We found that CDR1 was overexpressed in the LNCaP and PC-3 PCa cell lines compared with the PNT1A normal prostate cell line (Tab. I).
CDR1 mRNA EXPRESSION IN PC-3, LNCaP, AND PTN1A PROSTATE CELL LINES
M.Cp: Mean crossing point; RT: Ratio normalization
Discussion
The results of this study suggest that the CDR1 gene may play a role in the oncogenetic process of PCa. In addition, the finding that CDR1 is overexpressed in PCa cell lines confirms previous studies showing the overexpression of this gene in other types of tumors. In addition, the CDR1 gene is a highly conserved neuroectodermal marker mapping to chromosome X in both human and mouse (8, 14, 15). Using genome-wide scans in PCa families, 40 candidate regions have been identified for PCa susceptibility loci on different chromosomes. This indicates the great heterogeneity of this disease (16, 17).
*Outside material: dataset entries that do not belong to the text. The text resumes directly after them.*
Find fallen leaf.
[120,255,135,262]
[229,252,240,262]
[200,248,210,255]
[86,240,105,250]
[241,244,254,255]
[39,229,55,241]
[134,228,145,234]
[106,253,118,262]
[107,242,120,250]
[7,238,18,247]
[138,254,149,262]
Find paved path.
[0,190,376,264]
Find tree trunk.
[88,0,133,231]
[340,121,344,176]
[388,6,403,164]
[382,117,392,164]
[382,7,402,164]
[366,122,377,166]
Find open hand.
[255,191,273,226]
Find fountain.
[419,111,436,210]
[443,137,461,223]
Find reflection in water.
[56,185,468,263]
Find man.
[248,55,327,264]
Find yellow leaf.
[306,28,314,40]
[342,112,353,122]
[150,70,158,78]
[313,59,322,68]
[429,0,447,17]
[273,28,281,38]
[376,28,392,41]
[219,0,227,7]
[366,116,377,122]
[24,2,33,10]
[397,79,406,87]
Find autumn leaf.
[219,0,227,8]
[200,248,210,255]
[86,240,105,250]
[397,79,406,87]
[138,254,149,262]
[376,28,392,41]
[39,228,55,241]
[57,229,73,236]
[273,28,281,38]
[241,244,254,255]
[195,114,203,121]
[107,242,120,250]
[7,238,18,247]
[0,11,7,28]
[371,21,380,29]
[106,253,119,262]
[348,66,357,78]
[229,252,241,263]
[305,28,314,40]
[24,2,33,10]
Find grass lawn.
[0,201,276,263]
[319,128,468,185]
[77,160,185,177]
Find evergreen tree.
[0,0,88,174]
One of the first loci found by linkage analysis of 360 hereditary families with PCa is HPCX1, on chromosome Xq27-q28, estimated to be responsible for 16% of the hereditary cases of PCa (18).
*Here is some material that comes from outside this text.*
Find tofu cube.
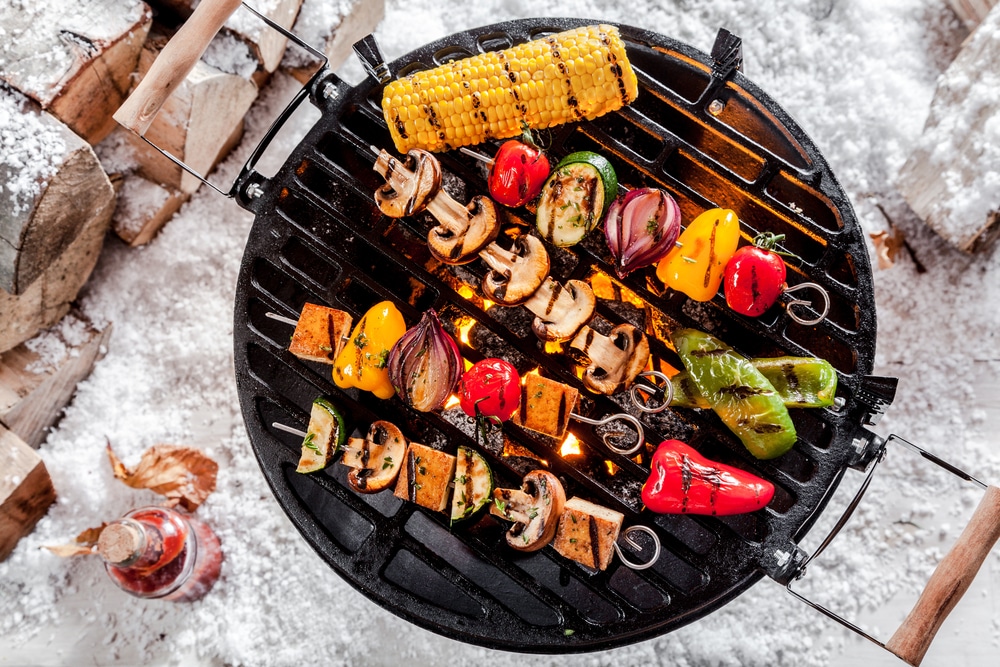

The finding that the CDR1 gene has a higher expression in the LNCaP and PC-3 PCa cell lines than in the PNT1A normal prostate cell line lead us to hypothesize that the CDR1 gene could be one candidate gene for the HPCX1 locus. This hypothesis does not exclude other candidate genes for the HPCX1 locus. In fact, SPANX, another important gene family, maps within the HPCX1 locus. Furthermore, CDR1 may be regarded as a new biomarker for PCa. This finding needs to be confirmed in a greater number of patients.